Most of the time your Web Host’s uptime is not an issue. Weeks, even months go by without a glitch. But then there comes that dreaded time when your site is down. It happens to everyone. Most of the time they don’t even know.
Web hosting companies do a lot of maintenance at night. Traffic is lower then, and less users are affected when they shut down a server. Of course, if your business is worldwide, you are going to lose some traffic.
Your web host probably has a guarantee for uptime. It is basically meaningless, as most outages are brief and are almost impossible to notice. Even the services that monitor your site for uptime generally only check every fifteen minutes.
To get an idea of what real world uptime is, you can visit a site like realmetrics. They check every 30 seconds. That’s good. The problem is that they cover a limited number of web hosting providers.
You’ll notice that they give code letters to certain web hosts. I assume these are hosting companies who don’t cooperate with them in some way or another, but they at least continue to provide the info.
I’ve been following this site for over a year and thus have info on these coded companies before they passed into the land of the unidentified. I review this info at my Bizaddy.com site.
But there is a problem. You will notice that HostGator is still very highly rated at Real Metrics. The problem with this is that many Hostgator users experienced outages the weekend of June 1 due to a server room fire at ThePlanet, a server center in the Dallas TX area. I know I was a victim of this, with some of my sites down over 24 hours.

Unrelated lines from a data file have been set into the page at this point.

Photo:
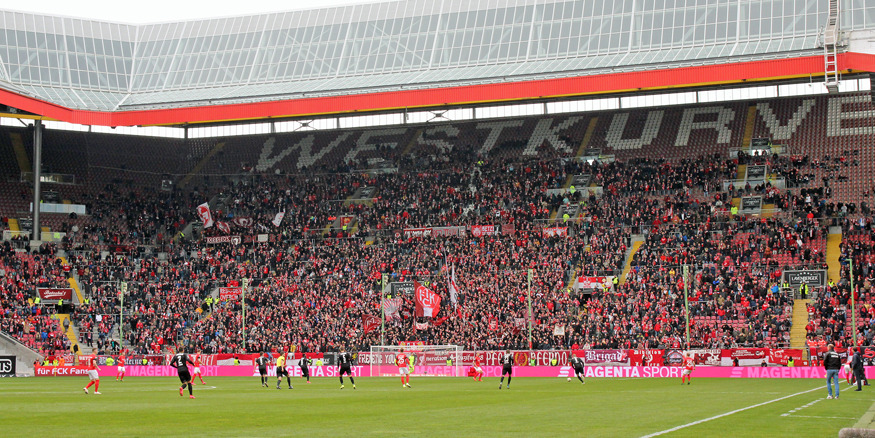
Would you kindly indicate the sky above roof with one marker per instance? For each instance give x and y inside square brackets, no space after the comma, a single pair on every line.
[156,11]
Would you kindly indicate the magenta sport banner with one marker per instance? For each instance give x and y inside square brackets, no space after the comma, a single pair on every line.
[488,371]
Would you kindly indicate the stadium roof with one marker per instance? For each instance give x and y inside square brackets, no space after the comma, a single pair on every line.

Real Metrics’ Hostgator site, the one they monitor, must be on a different server cluster at some other location, because the Hostgator uptime still shows 100% at Real Metrics. And this is the problem with comparing just these numbers to select a host.
So what’s the real way to find out about actual uptime?
I do a very crude monitoring of my sites this way:
- At present I use three different web hosts and have WordPress blogs at all of them. In most cases I have static sites at the same web hosts.
- I set up the blog feeds in my Netvibes home page. this also helps get the blogs indexed right away.
- If the feed isn’t responding then I know all the sites, even the non WP ones, are most likely down at that host.
The other part of this is that I always use at least three different web hosting companies and have never had more than one down at the same time. My hosts are geographically diverse (their servers, not their office) and my sites are spread out among the three. So some portion of my sites are always up even if one host is down.
If you have only one website, always have an up to date backup ready to go. And NEVER buy your domain name from your web hosting company. Using GoDaddy, or preferably NameCheap, keeps you in control of the DNS settings for your website should you need to move to a new web host in a hurry.
Web host downtime shouldn’t happen often, but it does happen, and it WILL happen to you, sooner or later. Be prepared, have a plan, and most of all, make sure you backup your sites up on at least a weekly basis. That way, when your web host’s uptime turns into downtime it becomes a task, not a crisis.